Wegener’s persistent search for evidence that the continents had been joined paid off. Scientists who came after him developed an understanding of seafloor spreading, which was the mechanism for Wegener’s continental drift. Geologists know that Wegener was right because the movements of continents explain so much about the geological activity we see.
The existence of Wegener’s supercontinent Pangaea is completely accepted by geologists today. But did it all begin with Pangaea? Or were there other supercontinents that came before?
Plate Tectonics Theory
First, let’s review plate tectonics theory. Plate tectonics theory explains why:
- Earth's geography has changed over time and continues to change today.
- some places are prone to earthquakes while others are not.
- certain regions may have deadly, mild, or no volcanic eruptions.
- mountain ranges are located where they are.
- many ore deposits are located where they are.
- living and fossil species are found where they are.
Plate tectonic motions affect Earth’s rock cycle, climate, and the evolution of life.
Remember that Wegener used the similarity of the mountains on the west and east sides of the Atlantic as evidence for his continental drift hypothesis. Those mountains rose at the convergent plate boundaries where the continents were smashing together to create Pangaea. As Pangaea came together about 300 million years ago, the continents were separated by an ocean where the Atlantic is now. The proto-Atlantic ocean shrank as the Pacific Ocean grew.
The Appalachian mountains of eastern North America formed at a convergent plate boundary as Pangaea came together (Figure below). About 200 million years ago, the they were probably as high as the Himalayas, but they have been weathered and eroded significantly since the breakup of Pangaea.
The Appalachian Mountains in New Hampshire.
Pangaea has been breaking apart since about 250 million years ago. Divergent plate boundaries formed within the continents to cause them to rift apart. The continents are still moving apart, since the Pacific is shrinking as the Atlantic is growing. If the continents continue in their current directions, they will come together to create a supercontinent on the other side of the planet in around 200 million years.
If you go back before Pangaea there were earlier supercontinents, such as Rodinia, which existed 750 million to 1.1 billion years ago, and Columbia, at 1.5 to 1.8 billion years ago. This supercontinent cycle is responsible for most of the geologic features that we see and many more that are long gone (Figure below).
Scientists think that the creation and breakup of a supercontinent takes place about every 500 million years.

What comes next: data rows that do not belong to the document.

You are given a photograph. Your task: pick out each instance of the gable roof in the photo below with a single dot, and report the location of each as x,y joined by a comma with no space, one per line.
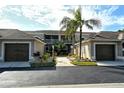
104,35
14,34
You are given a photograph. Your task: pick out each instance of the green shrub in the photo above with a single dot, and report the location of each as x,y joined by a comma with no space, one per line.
40,64
46,56
84,63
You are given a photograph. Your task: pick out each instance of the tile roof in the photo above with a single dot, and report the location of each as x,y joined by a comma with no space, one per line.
14,34
104,35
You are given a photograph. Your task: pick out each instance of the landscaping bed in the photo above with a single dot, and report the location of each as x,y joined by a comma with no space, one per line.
40,64
45,61
84,63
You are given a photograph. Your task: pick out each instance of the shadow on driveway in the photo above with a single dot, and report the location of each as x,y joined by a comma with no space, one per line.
26,69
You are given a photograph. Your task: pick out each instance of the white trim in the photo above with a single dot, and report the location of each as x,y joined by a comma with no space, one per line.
104,43
5,42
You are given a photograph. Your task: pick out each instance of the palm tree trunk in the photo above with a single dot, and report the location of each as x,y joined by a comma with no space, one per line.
80,41
73,43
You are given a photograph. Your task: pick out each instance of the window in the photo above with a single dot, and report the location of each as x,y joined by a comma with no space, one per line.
122,45
55,36
122,49
122,53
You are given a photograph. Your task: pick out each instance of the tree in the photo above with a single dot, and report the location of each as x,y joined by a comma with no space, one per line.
71,25
59,46
122,30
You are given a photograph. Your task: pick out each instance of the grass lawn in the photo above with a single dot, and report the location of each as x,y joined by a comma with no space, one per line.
84,63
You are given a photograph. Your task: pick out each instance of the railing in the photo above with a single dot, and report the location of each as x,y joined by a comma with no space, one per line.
51,41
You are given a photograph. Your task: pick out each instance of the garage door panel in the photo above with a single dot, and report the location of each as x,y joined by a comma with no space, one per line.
105,52
16,52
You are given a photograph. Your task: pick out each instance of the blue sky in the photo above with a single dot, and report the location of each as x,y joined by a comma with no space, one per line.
48,17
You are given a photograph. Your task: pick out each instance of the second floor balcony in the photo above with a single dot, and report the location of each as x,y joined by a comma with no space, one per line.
52,41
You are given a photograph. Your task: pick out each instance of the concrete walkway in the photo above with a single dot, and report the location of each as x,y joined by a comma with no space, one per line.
102,85
63,61
14,64
110,63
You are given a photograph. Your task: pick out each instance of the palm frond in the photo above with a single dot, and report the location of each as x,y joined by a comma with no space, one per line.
94,22
89,26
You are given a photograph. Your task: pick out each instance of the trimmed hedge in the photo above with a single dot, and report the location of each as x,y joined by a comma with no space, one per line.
41,64
84,63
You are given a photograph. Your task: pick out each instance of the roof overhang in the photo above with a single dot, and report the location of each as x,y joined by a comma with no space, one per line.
94,40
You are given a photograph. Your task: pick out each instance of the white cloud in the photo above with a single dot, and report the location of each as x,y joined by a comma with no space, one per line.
50,15
4,23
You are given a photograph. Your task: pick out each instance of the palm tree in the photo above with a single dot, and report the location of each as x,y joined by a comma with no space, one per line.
71,25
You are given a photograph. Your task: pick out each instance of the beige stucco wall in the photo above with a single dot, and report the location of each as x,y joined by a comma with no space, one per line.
86,50
39,47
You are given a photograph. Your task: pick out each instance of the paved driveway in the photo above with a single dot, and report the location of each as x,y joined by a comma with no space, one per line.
63,61
61,75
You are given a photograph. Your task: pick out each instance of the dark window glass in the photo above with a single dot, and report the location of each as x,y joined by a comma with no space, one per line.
122,53
55,36
47,36
123,45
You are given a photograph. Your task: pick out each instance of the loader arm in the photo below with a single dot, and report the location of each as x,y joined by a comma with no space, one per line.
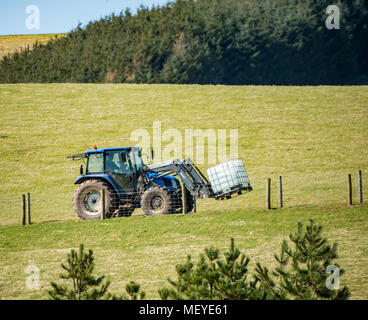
192,178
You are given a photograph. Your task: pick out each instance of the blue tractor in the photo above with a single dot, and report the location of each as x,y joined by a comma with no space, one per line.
130,184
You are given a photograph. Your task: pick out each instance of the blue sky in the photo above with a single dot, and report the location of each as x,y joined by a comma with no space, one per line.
58,16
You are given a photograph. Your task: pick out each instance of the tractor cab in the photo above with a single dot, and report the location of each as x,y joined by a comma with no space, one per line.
121,167
123,175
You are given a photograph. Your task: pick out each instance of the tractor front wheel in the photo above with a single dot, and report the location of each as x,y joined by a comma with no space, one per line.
88,202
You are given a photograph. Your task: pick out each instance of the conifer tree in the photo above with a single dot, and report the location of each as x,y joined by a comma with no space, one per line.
83,284
301,271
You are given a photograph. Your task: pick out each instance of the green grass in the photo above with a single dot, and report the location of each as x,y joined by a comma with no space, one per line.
16,43
146,249
312,136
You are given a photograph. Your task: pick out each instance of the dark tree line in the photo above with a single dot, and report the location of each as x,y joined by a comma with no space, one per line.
207,42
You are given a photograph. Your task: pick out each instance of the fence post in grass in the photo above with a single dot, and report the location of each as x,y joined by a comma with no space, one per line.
350,191
103,213
29,207
24,209
360,187
281,200
268,194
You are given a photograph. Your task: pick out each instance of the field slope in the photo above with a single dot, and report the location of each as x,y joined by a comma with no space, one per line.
312,136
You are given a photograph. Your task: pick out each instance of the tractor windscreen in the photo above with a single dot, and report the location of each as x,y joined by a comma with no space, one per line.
135,156
95,163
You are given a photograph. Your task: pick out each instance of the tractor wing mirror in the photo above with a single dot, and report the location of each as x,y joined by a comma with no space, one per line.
152,153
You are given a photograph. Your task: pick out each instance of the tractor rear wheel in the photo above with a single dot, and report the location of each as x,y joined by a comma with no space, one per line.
88,202
156,201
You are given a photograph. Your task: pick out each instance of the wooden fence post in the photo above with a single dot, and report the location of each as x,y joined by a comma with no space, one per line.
281,199
24,209
103,213
268,194
360,187
350,191
29,207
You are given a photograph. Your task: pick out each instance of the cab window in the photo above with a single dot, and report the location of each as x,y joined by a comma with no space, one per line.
95,163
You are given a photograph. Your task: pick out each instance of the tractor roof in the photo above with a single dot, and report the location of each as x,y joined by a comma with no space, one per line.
106,149
88,152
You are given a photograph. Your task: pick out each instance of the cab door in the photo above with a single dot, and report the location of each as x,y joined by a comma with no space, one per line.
118,167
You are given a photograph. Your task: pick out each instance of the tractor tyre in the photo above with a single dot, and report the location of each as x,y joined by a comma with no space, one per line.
87,200
156,201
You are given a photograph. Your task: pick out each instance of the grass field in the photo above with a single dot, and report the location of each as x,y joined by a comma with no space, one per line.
312,136
16,43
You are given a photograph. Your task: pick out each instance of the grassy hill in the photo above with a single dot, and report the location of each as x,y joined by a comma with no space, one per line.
312,136
16,43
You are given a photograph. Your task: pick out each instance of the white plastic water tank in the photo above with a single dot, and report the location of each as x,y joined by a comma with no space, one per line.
228,176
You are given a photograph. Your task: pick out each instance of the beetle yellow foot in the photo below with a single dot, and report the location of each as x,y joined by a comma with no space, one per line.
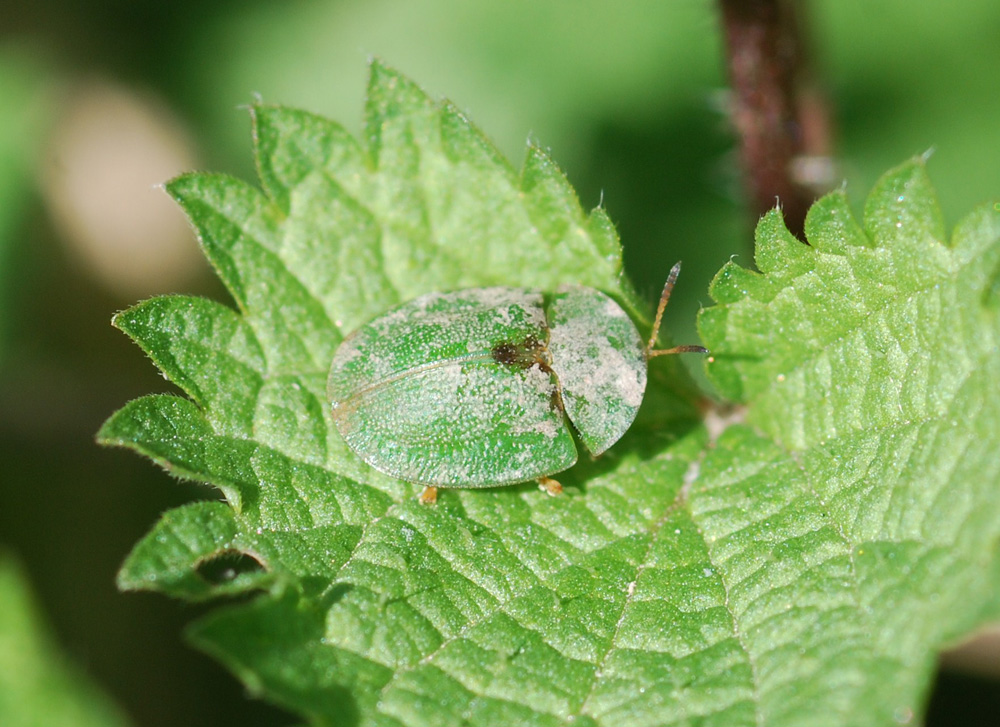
550,485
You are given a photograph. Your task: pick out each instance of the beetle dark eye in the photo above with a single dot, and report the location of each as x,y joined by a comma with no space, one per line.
505,353
521,355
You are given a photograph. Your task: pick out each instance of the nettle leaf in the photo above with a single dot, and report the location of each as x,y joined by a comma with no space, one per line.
799,569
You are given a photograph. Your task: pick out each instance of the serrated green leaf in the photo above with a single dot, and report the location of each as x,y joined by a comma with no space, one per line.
799,571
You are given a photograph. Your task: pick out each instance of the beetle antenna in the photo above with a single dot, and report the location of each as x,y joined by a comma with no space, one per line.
668,288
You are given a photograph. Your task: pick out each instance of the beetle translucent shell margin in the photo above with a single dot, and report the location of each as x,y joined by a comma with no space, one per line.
478,387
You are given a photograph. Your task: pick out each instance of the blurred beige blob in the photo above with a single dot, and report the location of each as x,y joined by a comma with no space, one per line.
109,153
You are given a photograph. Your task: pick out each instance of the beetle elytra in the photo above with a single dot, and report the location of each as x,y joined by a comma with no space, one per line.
478,387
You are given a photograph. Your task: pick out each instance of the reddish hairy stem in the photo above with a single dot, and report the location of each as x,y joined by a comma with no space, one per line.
780,120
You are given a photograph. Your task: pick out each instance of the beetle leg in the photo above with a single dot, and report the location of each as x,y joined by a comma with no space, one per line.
550,485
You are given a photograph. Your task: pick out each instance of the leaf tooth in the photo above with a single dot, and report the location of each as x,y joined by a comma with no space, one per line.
778,250
393,102
227,214
733,283
831,227
464,143
290,144
902,209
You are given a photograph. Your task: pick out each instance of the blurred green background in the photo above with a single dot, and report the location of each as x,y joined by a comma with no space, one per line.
102,99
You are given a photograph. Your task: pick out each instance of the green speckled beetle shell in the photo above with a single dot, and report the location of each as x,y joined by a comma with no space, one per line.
473,388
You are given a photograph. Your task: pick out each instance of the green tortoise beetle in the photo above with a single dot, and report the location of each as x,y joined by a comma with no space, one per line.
473,388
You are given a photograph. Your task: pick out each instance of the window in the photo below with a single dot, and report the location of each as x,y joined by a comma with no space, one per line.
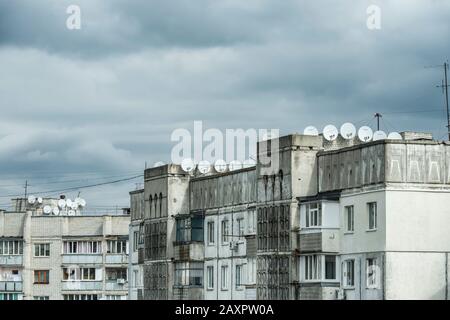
117,246
371,273
330,267
41,276
135,240
11,247
349,218
210,230
79,274
313,215
312,267
80,297
239,275
349,273
189,274
372,207
210,277
240,227
224,278
225,231
116,273
82,247
42,250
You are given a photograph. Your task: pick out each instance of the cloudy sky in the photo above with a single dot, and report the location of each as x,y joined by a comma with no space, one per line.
93,105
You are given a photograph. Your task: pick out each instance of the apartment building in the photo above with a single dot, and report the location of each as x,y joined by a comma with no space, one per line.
55,257
335,219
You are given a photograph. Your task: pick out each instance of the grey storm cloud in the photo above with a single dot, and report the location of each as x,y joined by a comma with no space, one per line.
106,98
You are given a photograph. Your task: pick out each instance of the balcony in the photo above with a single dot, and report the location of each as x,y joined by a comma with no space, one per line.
11,286
116,258
115,285
319,240
188,251
12,260
81,285
82,259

The supercontinent before Pangaea was Rodinia. A new continent will form as the Pacific ocean disappears.
- Pangaea came together as a set of continent-continent convergent plate boundaries.
- Pangaea is still breaking up as the continents move apart. The Atlantic Ocean is getting bigger and the Pacific Ocean is getting smaller.
- Pangaea was not the first supercontinent and it won’t be the last. The continents come together and break apart about every 500 million years in a process called the supercontinent (or Wilson) cycle.
- Describe the plate tectonics processes that brought Pangaea together.
- Describe the plate tectonics processes that split Pangaea up.
- Why do scientists think that there will be another supercontinent in the future?